= Differential testing =

Software testing technique

In differential testing two programs A and B should give the same answer with any randomly chosen input. If their outputs differ this indicates an error or computer bug.

Differential testing, also known as differential fuzzing, is a software testing technique that detect bugs, by providing the same input to a series of similar applications (or to different implementations of the same application), and observing differences in their execution. Differential testing complements traditional software testing because it is well-suited to find semantic or logic bugs that do not exhibit explicit erroneous behaviors like crashes or assertion failures. Differential testing is also called back-to-back testing.

Differential testing finds semantic bugs by using different implementations of the same functionality as cross-referencing oracles, pinpointing differences in their outputs over the same input: any discrepancy between the program behaviors on the same input is marked as a potential bug.

== Application domains ==
Differential testing has been used to find semantic bugs successfully in diverse domains like SSL/TLS implementations, C compilers, JVM implementations, Web application firewalls, security policies for APIs, antivirus software, and file systems. Differential testing has also been used for automated fingerprint generation from different network protocol implementations.

== Input generation ==
=== Unguided ===
Unguided differential testing tools generate test inputs independently across iterations without considering the test program’s behavior on past inputs. Such an input generation process does not use any information from past inputs and essentially creates new inputs at random from a prohibitively large input space. This can make the testing process highly inefficient, since large numbers of inputs need to be generated to find a single bug.

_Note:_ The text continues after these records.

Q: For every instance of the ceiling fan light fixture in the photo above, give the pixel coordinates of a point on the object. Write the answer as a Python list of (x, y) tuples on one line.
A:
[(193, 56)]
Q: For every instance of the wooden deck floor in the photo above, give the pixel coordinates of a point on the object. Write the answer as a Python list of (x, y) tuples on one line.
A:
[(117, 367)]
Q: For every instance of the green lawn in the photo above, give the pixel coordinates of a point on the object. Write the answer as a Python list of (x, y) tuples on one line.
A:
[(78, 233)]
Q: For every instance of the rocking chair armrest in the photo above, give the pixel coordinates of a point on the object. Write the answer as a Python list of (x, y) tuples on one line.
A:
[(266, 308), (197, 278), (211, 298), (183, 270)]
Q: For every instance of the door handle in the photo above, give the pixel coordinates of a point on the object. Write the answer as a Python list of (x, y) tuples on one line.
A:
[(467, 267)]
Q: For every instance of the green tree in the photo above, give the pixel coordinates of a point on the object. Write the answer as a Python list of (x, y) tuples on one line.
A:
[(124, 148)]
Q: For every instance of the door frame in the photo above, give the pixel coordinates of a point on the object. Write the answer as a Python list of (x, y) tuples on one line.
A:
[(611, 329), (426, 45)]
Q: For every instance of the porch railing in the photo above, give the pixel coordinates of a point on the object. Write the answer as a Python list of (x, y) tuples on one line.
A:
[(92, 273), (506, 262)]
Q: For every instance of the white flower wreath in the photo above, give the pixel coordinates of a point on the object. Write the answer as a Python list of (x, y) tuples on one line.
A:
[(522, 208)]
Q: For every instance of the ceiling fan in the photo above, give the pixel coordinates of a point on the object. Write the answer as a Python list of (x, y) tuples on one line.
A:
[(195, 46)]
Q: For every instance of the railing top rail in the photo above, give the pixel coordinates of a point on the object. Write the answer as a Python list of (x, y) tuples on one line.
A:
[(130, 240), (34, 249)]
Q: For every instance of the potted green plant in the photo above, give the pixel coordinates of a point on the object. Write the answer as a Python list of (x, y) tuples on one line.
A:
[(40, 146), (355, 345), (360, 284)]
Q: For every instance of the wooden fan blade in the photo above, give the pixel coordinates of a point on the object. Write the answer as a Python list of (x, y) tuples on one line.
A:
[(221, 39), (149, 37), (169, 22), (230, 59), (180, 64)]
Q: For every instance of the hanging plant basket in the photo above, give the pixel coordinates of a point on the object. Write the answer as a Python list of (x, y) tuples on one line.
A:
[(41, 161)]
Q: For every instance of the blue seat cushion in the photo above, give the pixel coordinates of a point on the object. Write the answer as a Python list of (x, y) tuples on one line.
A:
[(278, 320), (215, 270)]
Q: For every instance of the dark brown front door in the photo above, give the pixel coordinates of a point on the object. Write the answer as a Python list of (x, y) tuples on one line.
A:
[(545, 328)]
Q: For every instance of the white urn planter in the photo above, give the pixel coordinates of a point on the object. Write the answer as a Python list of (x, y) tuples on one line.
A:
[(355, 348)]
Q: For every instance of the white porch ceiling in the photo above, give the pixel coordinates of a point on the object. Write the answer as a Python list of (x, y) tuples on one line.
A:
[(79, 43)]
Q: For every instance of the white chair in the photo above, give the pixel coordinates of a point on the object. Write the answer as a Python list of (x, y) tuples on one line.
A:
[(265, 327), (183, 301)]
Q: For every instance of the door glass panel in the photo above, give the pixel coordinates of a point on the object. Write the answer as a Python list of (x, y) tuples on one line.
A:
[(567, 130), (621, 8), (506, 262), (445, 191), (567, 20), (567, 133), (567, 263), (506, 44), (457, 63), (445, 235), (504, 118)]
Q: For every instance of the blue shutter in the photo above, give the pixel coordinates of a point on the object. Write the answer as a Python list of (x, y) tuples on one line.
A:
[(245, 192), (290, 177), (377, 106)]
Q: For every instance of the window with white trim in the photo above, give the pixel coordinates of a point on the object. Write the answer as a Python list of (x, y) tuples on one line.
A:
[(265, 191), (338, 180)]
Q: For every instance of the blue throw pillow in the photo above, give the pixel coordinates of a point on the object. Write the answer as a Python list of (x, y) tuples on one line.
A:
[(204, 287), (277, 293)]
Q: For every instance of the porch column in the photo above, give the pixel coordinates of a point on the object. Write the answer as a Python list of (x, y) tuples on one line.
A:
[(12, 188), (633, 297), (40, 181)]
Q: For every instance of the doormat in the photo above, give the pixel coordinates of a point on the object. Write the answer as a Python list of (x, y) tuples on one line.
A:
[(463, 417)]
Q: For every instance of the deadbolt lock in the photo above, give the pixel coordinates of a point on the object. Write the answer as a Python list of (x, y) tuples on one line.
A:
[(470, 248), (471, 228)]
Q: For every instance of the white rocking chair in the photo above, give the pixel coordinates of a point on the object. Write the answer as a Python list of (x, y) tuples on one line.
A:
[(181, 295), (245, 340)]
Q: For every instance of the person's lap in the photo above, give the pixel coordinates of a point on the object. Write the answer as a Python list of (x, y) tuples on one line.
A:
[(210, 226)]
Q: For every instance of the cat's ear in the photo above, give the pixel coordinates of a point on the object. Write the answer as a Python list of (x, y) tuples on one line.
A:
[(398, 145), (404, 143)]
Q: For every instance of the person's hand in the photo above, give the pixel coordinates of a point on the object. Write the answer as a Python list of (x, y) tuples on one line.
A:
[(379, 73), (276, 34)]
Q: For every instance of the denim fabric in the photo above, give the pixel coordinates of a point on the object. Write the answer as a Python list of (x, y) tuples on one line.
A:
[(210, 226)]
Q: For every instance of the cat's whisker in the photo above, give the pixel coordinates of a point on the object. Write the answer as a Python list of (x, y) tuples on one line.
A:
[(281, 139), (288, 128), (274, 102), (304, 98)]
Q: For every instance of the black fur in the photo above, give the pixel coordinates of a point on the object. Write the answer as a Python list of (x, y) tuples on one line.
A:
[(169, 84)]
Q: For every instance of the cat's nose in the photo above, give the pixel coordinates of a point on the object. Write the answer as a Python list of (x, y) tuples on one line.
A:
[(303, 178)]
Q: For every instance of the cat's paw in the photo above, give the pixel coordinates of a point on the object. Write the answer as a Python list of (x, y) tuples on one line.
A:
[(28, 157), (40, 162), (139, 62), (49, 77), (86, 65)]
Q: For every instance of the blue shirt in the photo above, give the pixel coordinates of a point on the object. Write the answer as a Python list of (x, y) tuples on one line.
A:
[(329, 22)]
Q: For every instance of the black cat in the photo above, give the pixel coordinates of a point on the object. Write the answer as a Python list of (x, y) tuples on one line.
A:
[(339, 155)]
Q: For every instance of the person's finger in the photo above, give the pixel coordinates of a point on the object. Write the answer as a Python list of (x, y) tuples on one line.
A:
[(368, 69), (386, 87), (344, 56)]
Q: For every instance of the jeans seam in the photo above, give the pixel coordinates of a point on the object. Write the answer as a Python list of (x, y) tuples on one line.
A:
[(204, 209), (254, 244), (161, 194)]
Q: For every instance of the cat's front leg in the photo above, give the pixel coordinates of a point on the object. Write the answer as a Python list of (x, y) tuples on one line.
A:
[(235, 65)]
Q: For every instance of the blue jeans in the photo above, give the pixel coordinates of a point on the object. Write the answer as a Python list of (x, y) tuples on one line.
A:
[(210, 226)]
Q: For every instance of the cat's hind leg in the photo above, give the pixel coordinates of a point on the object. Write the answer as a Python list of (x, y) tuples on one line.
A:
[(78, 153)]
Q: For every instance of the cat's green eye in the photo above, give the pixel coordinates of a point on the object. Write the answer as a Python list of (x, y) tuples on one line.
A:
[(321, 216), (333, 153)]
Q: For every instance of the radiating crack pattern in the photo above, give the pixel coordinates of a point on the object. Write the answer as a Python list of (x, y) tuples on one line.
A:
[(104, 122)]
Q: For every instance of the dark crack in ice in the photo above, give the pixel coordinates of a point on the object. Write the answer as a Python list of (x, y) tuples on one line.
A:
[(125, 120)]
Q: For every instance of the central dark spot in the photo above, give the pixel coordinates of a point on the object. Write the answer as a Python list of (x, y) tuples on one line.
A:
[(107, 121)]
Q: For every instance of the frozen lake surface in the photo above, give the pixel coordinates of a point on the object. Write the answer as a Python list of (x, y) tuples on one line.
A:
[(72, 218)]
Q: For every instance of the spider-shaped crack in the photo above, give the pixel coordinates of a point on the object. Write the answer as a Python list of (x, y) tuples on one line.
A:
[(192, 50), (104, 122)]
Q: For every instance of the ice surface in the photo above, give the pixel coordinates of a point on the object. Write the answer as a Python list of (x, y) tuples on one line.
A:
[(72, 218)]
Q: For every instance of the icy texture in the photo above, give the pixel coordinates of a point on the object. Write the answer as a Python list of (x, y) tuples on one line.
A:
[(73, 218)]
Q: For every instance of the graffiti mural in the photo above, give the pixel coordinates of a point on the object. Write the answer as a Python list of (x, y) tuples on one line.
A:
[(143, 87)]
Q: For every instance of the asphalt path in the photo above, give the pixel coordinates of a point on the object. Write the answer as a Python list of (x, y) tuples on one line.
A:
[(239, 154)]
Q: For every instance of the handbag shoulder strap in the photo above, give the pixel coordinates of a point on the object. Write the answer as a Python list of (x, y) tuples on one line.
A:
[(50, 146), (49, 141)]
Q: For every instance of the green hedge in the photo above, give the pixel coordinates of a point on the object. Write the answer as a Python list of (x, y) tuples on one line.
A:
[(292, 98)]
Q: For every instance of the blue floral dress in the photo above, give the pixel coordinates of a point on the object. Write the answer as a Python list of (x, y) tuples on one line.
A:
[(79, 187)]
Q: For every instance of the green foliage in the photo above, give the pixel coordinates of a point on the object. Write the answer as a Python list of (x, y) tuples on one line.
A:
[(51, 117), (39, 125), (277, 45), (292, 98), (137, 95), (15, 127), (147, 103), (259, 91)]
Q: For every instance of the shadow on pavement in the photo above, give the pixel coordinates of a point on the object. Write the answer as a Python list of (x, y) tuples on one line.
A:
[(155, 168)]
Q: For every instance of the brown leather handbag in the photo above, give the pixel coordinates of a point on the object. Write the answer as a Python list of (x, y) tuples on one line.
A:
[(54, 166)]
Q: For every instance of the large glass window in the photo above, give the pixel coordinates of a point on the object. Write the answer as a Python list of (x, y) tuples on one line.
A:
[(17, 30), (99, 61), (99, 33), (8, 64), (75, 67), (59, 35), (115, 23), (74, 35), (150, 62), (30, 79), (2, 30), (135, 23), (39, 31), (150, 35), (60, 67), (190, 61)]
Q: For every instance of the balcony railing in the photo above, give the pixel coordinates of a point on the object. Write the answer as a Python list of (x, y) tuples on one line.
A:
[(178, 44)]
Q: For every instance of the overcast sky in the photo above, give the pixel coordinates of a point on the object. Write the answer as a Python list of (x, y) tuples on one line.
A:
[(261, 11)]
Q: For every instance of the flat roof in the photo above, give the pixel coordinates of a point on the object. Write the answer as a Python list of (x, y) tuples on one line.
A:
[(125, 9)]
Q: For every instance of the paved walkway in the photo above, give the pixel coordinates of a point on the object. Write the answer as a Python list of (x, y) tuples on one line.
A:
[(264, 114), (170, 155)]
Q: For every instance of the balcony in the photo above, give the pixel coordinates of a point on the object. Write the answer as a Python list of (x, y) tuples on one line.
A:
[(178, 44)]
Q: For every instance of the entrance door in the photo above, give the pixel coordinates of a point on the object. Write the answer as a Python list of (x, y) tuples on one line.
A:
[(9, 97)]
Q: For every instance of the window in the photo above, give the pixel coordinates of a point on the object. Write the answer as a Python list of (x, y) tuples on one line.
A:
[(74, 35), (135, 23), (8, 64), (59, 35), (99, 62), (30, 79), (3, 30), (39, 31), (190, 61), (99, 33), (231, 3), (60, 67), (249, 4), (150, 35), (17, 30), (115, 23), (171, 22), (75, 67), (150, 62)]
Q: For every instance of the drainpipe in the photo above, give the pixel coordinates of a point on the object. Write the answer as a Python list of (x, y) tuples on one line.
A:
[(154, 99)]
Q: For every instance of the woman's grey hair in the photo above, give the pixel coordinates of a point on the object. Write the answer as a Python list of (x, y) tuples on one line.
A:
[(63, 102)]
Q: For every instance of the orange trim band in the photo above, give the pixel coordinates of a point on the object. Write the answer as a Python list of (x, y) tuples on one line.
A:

An example of a differential testing system that performs unguided input generation is "Frankencerts". This work synthesizes Frankencerts by randomly combining parts of real certificates. It uses syntactically valid certificates to test for semantic violations of SSL/TLS certificate validation across multiple implementations. However, since the creation and selection of Frankencerts are completely unguided, it is significantly inefficient compared to the guided tools.

=== Guided ===
Guided input generation process aims to minimize the number of inputs needed to find each bug by taking program behavior information for past inputs into account.

==== Domain-specific evolutionary guidance ====
An example of a differential testing system that performs domain-specific coverage-guided input generation is Mucerts. Mucerts relies on the knowledge of the partial grammar of the X.509 certificate format and uses a stochastic sampling algorithm to drive its input generation while tracking the program coverage.

Another line of research builds on the observation that the problem of new input generation from existing inputs can be modeled as a stochastic process. An example of a differential testing tool that uses such a stochastic process modeling for input generation is Chen et al.’s tool. It performs differential testing of Java virtual machines (JVM) using Markov chain Monte Carlo (MCMC) sampling for input generation. It uses custom domain-specific mutations by leveraging detailed knowledge of the Java class file format.

==== Domain-independent evolutionary guidance ====
NEZHA is an example of a differential testing tool that has a path selection mechanism geared towards domain-independent differential testing. It uses specific metrics (dubbed as delta-diversity) that summarize and quantify the observed asymmetries between the behaviors of multiple test applications. Such metrics that promote the relative diversity of observed program behavior have shown to be effective in applying differential testing in a domain-independent and black-box manner.

==== Automata-learning-based guidance ====
For applications, such as cross-site scripting (XSS) filters and X.509 certificate hostname verification, which can be modeled accurately with finite-state automata (FSA), counter-example-driven FSA learning techniques can be used to generate inputs that are more likely to find bugs.

==== Symbolic-execution-based guidance ====
Symbolic execution is a white-box technique that executes a program symbolically, computes constraints along different paths, and uses a constraint solver to generate inputs that satisfy the collected constraints along each path. Symbolic execution can also be used to generate input for differential testing.

The inherent limitation of symbolic-execution-assisted testing tools—path explosion and scalability—is magnified especially in the context of differential testing where multiple test programs are used. Therefore, it is very hard to scale symbolic execution techniques to perform differential testing of multiple large programs.